Outras experiências de participação cidadã apoiam a visão de que os cidadãos comuns são capazes de tomar decisões inteligentes e que o envolvimento ativo tem inúmeras vantagens em termos de aumento da autoconfiança, senso de cidadania e aumento da legitimidade da formulação de políticas (Budge, 1996).

Por exemplo, na Grã-Bretanha, alguns conselhos locais experimentaram esquemas de propriedade da comunidade, transferindo habitações anteriormente controladas pelo governo para as mãos das associações de moradores.

Em uma revisão de tais esquemas na Escócia, Clapham et al. (1996: 368) concluem que 'organizações habitacionais de pequeno porte, domiciliadas e controladas por residentes podem fornecer um serviço eficaz e, crucialmente, podem sustentá-lo por um período considerável de tempo'. Os inquilinos têm consideravelmente mais fé em seus próprios comitês de residentes do que nos conselhos locais, sugerindo que a participação direta nos serviços aumenta o senso de comunidade e empoderamento que os sistemas representativos são menos capazes de gerar.

O envolvimento dos trabalhadores na tomada de decisões no trabalho também está aumentando.
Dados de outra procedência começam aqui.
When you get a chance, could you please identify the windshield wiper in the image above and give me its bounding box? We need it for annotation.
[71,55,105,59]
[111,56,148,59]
Os empregadores diminuíram sua hostilidade, à medida que um crescente corpo de evidências sugere que a produtividade, bem como a participação, podem ser aumentadas pelo uso de conselhos de trabalho (Budge, 1996: 22; Archer, 1996: 93).

Diante da diversificação da demanda do consumidor e da concorrência internacional, pode ser que as corporações precisem aplicar noções de flexibilidade tanto à tomada de decisões quanto à produção. À medida que o governo busca explorar as habilidades de seus cidadãos, a firma pode recorrer ao conhecimento não utilizado dos "trabalhadores" para melhorar o processo de produção "(Archer, 1996: 91).

Se os métodos participativos de governança aumentarem, corporações poderosas não podem nadar contra a maré. A menos que o local de trabalho também esteja democratizado, medidas para aumentar a participação em outros lugares serão, em última análise, exercícios superficiais (Barber, 1984, Pateman, 1970).